Making Truly Crispy Baked Chicken Wings

We were on the lookout for a great chicken wing recipe, and came across this great one from the blog RecipeTin Eats for Truly Crispy Chicken Wings.  This is a baked chicken wing recipe which truly does result in perfectly crispy chicken wings without deep-frying them.  This was a great recipe to make at home, and the results were really excellent! 
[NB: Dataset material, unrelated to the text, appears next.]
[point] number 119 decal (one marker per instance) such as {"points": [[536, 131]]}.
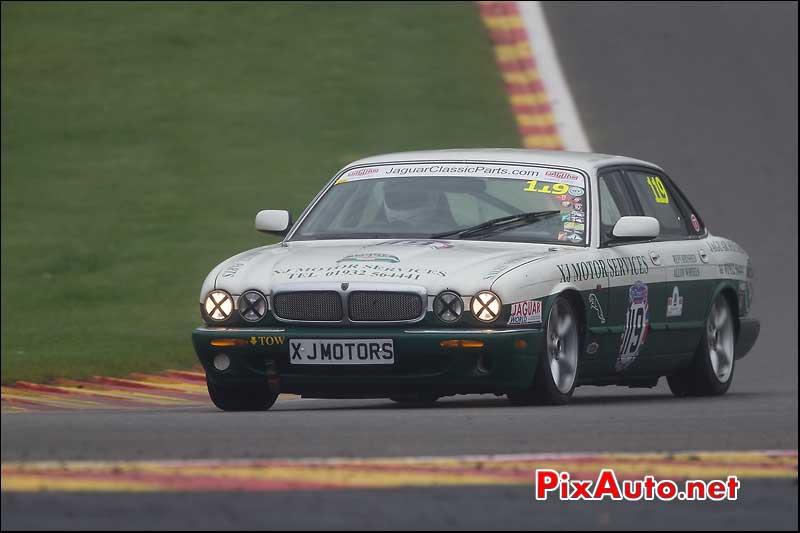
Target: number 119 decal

Chicken wings are one of those restaurant treats that we have been craving during these quarantine times, and this recipe produced wings that were absolutely delightful and totally customizable with adding your own sauce or dry seasoning (dry seasoning is my preference – it keeps your crispy wings crispy!).  It is based on a recipe from the team at Cooks Illustrated, and it involves four key steps to achieving super crispy wings:

  1. Patting the wings dry before baking: Moisture is the enemy of crispy wings!  Get as much of it off as possible from the beginning.  Wet wings will create steam in the oven while baking, which will also make it harder for the skin to get truly crispy while cooking – keep everything as dry as possible!
  2. Coating the wings with salt and baking powder: Baking soda is an alkaline (basic) ingredient, and therefore increases the pH of the surface of the chicken wings.  Raising the pH in proteins (chicken is mostly protein) weakens the peptide bonds in the proteins, allowing them to break down more easily – thus, more browning, and more crispiness!  Also, there are some theories that the baking powder creates carbon dioxide during the cooking process, as it does when it’s used as an ingredient in your favorite cookie recipe.  This extra carbon dioxide creates more bubbles on the chicken skin during baking, creating more surface area on the chicken skin, resulting in more of that “fried” texture.
  3. Baking on a wire baking rack instead of directly on a baking tray: More hot air circulation around the entire chicken wing while baking means more even heat distribution, and thorough browning of the entire wing.  In addition, full exposure to hot air allows any juices to drip down to the pan below, leaving a good amount of separation between soggy juices and crispy skin! Direct pan contact could lead to the wing swimming in it’s own soggy juices, which would mean the bottom of the wings would never get crispy.
  4. A two step baking process: This process has you starting the wings in a low temperature oven (300F for 30 minutes) to essentially melt the chicken fat underneath the skin, and then blast the oven heat to 425F to allow the wings to essentially fry in their own fat for an additional 45 minutes.  Ah, the power of shmaltz!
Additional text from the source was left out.